China’s Big Four AMCs (Asset Management Company) have all published their operating performance of 2017, after China Huarong Asset Management Co., Ltd. and China Cinda Asset Management Co., Ltd. reported their results in Hong Kong last week.
According to the figures released, the Big Four AMCs have achieved steady asset growth and consistent double-digit growth of net profits during 2017. The Big Four AMCs currently managed a combined over RMB5 trillion (US$796 billion) in assets, while each company has secured net profit growth of over 15% year-on-year, according to their performance reports.
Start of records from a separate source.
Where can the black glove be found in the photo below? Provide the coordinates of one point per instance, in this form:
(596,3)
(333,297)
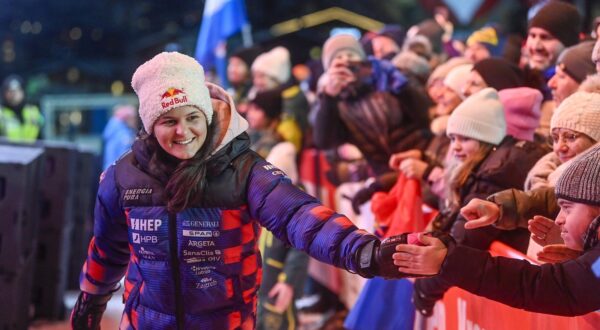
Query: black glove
(375,258)
(88,311)
(423,302)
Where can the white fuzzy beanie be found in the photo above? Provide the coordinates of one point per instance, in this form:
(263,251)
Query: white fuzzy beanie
(479,117)
(275,64)
(457,78)
(168,81)
(579,112)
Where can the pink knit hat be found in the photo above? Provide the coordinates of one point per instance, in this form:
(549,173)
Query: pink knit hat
(522,111)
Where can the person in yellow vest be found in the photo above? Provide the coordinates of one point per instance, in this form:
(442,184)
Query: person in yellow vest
(19,121)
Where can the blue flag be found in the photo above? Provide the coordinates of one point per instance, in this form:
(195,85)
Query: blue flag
(221,19)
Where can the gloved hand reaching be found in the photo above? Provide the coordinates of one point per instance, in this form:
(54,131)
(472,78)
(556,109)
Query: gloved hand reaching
(88,311)
(375,258)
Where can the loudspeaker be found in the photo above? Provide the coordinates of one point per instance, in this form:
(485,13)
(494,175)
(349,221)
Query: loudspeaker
(20,178)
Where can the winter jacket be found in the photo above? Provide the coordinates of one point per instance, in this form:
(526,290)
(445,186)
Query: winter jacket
(200,268)
(518,206)
(382,114)
(23,127)
(538,176)
(118,138)
(505,167)
(568,288)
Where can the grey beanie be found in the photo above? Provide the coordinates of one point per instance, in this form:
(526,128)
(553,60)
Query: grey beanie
(580,181)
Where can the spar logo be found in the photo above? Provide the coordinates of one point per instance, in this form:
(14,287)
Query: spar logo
(172,97)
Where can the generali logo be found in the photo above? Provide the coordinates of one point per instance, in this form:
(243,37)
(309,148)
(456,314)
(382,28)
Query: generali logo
(172,97)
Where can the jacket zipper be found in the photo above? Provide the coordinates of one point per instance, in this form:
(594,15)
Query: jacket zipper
(179,315)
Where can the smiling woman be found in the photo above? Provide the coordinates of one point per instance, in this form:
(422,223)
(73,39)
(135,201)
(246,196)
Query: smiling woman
(188,243)
(182,131)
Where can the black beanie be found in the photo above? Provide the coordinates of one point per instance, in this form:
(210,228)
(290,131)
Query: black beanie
(561,19)
(499,73)
(248,55)
(270,102)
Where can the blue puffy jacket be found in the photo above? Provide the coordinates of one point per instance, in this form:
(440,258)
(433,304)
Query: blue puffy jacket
(200,268)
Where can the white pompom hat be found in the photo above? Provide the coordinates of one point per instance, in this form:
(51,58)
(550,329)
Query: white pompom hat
(168,81)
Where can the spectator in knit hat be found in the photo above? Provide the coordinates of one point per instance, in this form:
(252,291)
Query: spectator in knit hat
(555,26)
(572,67)
(413,65)
(483,43)
(264,115)
(368,103)
(522,111)
(272,70)
(453,91)
(575,126)
(388,42)
(494,72)
(591,84)
(435,82)
(477,129)
(239,75)
(569,288)
(596,55)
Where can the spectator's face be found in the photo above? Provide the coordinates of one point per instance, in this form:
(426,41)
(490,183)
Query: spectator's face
(477,52)
(343,57)
(574,219)
(256,117)
(383,46)
(262,82)
(447,102)
(568,143)
(462,147)
(237,71)
(562,85)
(543,49)
(181,132)
(596,55)
(474,83)
(435,89)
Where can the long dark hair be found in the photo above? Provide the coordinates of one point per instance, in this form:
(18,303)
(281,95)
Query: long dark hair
(185,179)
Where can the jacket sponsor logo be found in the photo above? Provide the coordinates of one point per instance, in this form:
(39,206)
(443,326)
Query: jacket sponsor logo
(139,239)
(176,96)
(200,233)
(145,224)
(134,194)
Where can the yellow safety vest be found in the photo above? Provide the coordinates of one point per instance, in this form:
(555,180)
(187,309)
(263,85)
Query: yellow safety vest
(27,130)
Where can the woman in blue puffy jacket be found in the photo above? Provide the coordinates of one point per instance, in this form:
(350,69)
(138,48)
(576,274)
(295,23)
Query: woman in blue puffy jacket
(179,216)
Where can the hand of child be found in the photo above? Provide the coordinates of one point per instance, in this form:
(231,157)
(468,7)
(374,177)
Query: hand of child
(480,213)
(555,253)
(544,231)
(425,259)
(413,168)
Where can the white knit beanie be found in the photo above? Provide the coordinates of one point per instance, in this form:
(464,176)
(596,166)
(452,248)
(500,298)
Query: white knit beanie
(579,112)
(457,78)
(168,81)
(479,117)
(338,43)
(275,64)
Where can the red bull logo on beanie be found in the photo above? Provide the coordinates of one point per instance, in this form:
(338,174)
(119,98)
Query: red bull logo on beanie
(176,96)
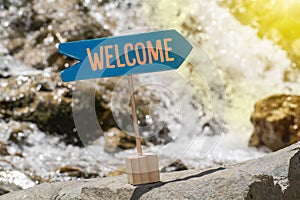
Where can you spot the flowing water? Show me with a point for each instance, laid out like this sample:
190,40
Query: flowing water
251,68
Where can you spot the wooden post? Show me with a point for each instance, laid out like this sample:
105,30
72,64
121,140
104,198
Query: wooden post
134,117
140,168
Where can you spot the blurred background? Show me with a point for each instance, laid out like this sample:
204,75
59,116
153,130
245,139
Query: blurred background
253,45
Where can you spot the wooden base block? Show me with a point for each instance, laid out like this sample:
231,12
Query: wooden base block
142,169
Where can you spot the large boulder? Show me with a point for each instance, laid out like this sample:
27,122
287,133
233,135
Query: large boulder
275,176
32,29
276,121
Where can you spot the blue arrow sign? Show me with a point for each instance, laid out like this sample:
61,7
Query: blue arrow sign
124,55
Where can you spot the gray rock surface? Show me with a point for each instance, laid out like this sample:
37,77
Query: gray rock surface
275,176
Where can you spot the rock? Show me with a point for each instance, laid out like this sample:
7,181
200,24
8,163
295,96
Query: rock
3,149
33,34
45,100
19,133
74,171
162,137
293,191
276,121
116,140
8,187
177,165
262,178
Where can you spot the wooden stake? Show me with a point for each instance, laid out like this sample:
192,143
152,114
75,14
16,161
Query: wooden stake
134,117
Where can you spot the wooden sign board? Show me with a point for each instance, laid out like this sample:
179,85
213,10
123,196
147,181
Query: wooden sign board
127,55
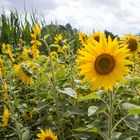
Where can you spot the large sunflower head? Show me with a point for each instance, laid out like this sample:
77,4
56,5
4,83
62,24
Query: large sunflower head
46,135
132,43
103,63
95,36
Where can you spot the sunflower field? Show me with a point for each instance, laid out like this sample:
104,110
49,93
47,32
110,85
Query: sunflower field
57,83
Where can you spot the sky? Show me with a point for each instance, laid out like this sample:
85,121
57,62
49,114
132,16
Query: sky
116,16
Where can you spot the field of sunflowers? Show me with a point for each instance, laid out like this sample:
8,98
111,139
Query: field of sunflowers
61,84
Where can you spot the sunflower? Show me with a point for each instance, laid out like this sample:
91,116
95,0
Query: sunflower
27,115
54,55
5,117
132,43
46,135
58,38
95,36
24,72
103,63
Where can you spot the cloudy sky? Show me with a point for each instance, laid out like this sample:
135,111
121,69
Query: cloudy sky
117,16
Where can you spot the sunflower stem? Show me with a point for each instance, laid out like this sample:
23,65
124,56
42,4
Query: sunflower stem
55,93
110,121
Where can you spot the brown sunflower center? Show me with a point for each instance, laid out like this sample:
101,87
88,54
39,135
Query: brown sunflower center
132,45
104,64
97,38
48,138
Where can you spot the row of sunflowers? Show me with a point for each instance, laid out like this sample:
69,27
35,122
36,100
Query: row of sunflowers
59,94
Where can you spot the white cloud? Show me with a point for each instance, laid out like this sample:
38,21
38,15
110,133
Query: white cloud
117,16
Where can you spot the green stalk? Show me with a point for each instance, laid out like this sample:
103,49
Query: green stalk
110,121
55,93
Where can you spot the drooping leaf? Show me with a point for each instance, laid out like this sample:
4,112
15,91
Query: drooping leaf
92,110
70,92
88,97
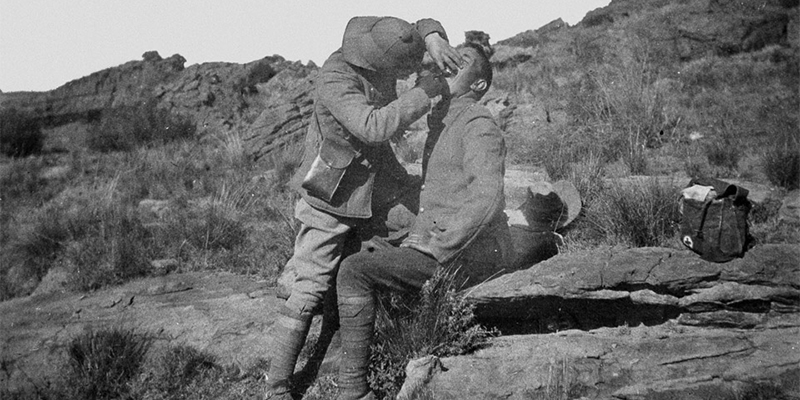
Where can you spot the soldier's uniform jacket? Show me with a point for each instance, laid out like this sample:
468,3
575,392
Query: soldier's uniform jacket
461,204
357,110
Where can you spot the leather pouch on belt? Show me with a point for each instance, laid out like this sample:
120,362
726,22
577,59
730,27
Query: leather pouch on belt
327,170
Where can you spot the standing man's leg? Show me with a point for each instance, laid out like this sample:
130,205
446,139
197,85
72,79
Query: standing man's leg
400,269
317,252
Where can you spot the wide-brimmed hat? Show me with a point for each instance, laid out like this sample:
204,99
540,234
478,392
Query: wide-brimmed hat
382,43
549,206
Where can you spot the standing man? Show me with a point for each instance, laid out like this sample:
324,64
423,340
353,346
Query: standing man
461,222
348,166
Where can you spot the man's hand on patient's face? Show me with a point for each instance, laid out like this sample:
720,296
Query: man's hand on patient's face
432,84
444,55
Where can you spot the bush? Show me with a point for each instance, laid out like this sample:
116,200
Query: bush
103,362
127,127
20,134
176,372
781,164
441,323
723,153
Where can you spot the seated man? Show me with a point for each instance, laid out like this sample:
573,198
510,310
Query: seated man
461,222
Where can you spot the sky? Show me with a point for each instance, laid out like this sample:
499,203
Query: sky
47,43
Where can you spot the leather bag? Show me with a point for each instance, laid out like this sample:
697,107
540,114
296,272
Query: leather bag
716,226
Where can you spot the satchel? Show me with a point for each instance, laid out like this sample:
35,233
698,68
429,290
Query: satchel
328,168
714,219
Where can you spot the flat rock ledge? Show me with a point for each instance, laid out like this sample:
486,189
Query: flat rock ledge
646,323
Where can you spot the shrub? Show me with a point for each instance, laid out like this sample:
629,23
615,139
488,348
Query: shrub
175,372
127,127
441,323
20,134
781,164
723,153
635,213
100,240
103,362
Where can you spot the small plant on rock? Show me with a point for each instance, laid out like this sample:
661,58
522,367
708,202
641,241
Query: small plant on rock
635,213
440,323
103,362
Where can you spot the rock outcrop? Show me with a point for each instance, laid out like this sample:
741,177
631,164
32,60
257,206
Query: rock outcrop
649,323
214,94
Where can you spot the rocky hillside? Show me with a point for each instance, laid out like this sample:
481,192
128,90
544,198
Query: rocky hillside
611,323
214,95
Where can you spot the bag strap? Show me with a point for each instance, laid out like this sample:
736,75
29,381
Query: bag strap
706,205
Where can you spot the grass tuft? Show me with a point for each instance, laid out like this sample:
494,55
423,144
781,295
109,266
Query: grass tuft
440,322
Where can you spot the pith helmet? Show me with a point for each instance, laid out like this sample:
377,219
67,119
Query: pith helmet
382,44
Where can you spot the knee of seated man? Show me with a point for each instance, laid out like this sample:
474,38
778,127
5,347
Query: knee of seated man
354,273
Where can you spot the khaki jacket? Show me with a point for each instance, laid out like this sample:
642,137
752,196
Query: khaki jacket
359,110
461,205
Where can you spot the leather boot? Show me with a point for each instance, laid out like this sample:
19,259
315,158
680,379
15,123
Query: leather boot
290,335
356,324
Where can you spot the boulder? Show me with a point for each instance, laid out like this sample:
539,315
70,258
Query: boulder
789,213
283,121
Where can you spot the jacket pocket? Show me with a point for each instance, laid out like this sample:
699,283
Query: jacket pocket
327,169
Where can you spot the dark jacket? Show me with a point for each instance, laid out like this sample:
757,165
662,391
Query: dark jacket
359,110
461,205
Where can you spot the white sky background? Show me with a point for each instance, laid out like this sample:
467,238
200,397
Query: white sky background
47,43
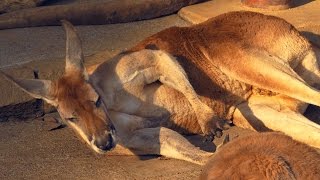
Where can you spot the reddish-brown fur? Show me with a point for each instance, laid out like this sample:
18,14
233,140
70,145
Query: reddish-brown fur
264,156
237,32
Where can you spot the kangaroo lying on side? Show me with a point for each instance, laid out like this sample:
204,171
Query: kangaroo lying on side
254,69
264,156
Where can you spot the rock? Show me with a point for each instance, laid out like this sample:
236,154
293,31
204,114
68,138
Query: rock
13,5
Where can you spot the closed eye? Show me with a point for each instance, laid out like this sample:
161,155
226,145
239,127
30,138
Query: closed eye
73,119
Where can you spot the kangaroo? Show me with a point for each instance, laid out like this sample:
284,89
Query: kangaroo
255,70
271,155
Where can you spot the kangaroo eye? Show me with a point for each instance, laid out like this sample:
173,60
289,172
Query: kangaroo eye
98,102
73,118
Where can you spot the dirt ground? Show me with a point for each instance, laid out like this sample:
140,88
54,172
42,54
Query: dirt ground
28,150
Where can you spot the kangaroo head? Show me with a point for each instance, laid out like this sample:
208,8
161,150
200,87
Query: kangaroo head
75,99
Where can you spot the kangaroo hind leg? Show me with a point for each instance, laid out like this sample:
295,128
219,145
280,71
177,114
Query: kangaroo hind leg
268,113
166,142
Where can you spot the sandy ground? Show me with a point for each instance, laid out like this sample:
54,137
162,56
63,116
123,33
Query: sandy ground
28,150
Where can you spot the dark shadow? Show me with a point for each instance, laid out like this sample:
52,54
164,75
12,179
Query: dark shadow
312,37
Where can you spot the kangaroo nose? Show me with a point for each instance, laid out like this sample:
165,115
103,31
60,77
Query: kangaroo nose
105,143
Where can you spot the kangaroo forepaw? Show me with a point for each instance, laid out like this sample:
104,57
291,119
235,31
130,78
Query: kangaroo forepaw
214,127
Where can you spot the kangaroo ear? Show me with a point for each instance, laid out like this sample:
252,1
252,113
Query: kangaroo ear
74,54
41,89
In 2017, China Huarong handled NPLs worth around RMB935 billion, up 48.7% compared to the beginning of the year. It recorded revenues derived from NPLs of RMB69 billion, which accounted for 53.8% of its total revenue. China Huarong has a dominant position in the Chinese NPL market with a market share of 52.6%, according to Chinese state media reports.
China Cinda, which was the first among the Big Four AMCs to complete shareholder reform, introduce strategic investors and achieve a public market float, handled RMB135.5 billion in new NPL businesses than last year, or up 29.6% year-on-year, and registered RMB45.3 billion in operating income from NPL management business, up 41.2% year-on-year.
China Great Wall Asset Management Co., Ltd., which has completed shareholder reform and is the middle of raising strategic capital, spent RMB62 billion more in 2017 to acquire various types of financial distressed debts assets, up 16% year-on-year. The company spent RMB49.9 billion more to purchase non-financial distressed debt, which refers to assets other than NPLs and other type of financial distressed debt assets, up 295% year-on-year.
According to the annual reports published by Chinese commercial banks earlier, Chinese financial institutions have witnessed significant improvement in asset quality, driven partly by their strengthened effort to dispose non-performing loans (NPL) on their books, mostly to Chinese AMCs. Another driver was due to the increased amount of accounts receivables of enterprise accounts, as they go through the "deleverage" process as advocated by Beijing.
An emerging trend among China’s AMCs is that they are moving from buying-and-selling of NPL portfolios from banks in the past to a more diversified business mix. The Chinese AMCs are now buying NPLs from banks, while also acquiring distressed assets from stressed corporations, with a focus to deepen their expertise in the latter in order to help vitalize enterprises directly.
The Big Four AMCs are also transitioning from just buying-and-selling of NPL portfolios to providing a more comprehensive, multi-dimensional solutions to enterprises. They are also actively embracing the Internet to broaden NPL disposal channels and maximize value extraction from distressed companies.
For example, China Huarong was approved in February to set up China’s first domestic distressed asset online transaction platform operated by a Big Four AMC, which broadened how distressed assets can be transacted by AMCs in China. Chinese e-commerce firm Alibaba’s online shopping site Taobao previously launched an online distressed asset trading platform, in addition to a number of independent online portals with similar offerings.
At the same time, the Big Four AMCs are actively participating in debt-for-equity swap deals, as directed by Beijing’s latest policies.
China Cinda executed eight debt-for-equity swap deals with a total value of RMB10.5 billion last year, including deals involving troubled companies such as China Shipbuilding Industry Co., Ltd, Huainan Mining Industry and Xichang Mining Co., Ltd.
China Cinda also initiated a RMB50 billion Deleverage Fund to build a diversified capital platform to attract private capital to participate in debt-for-equity swap deals.
China Huarong, on the other hand, executed seven debt-to-equity swap transactions last year. The firm is also in preparation to establish a RMB10 billion M&A Fund earmarked for debt-for-equity transactions.
China Great Wall has cumulatively committed RMB3.5 billion to help the implementation of four debt-for-equity swap deals, including one involving China Railway Materials Co., Ltd.
China Orient is also pushing ahead for its own debt-for-equity swap businesses by signing agreements with China Shipbuilding Industry Co., Ltd. and Dalian Shipbuilding Industry Co., Ltd. in August 2017 to help execute debt-for-equity swap deals for these companies.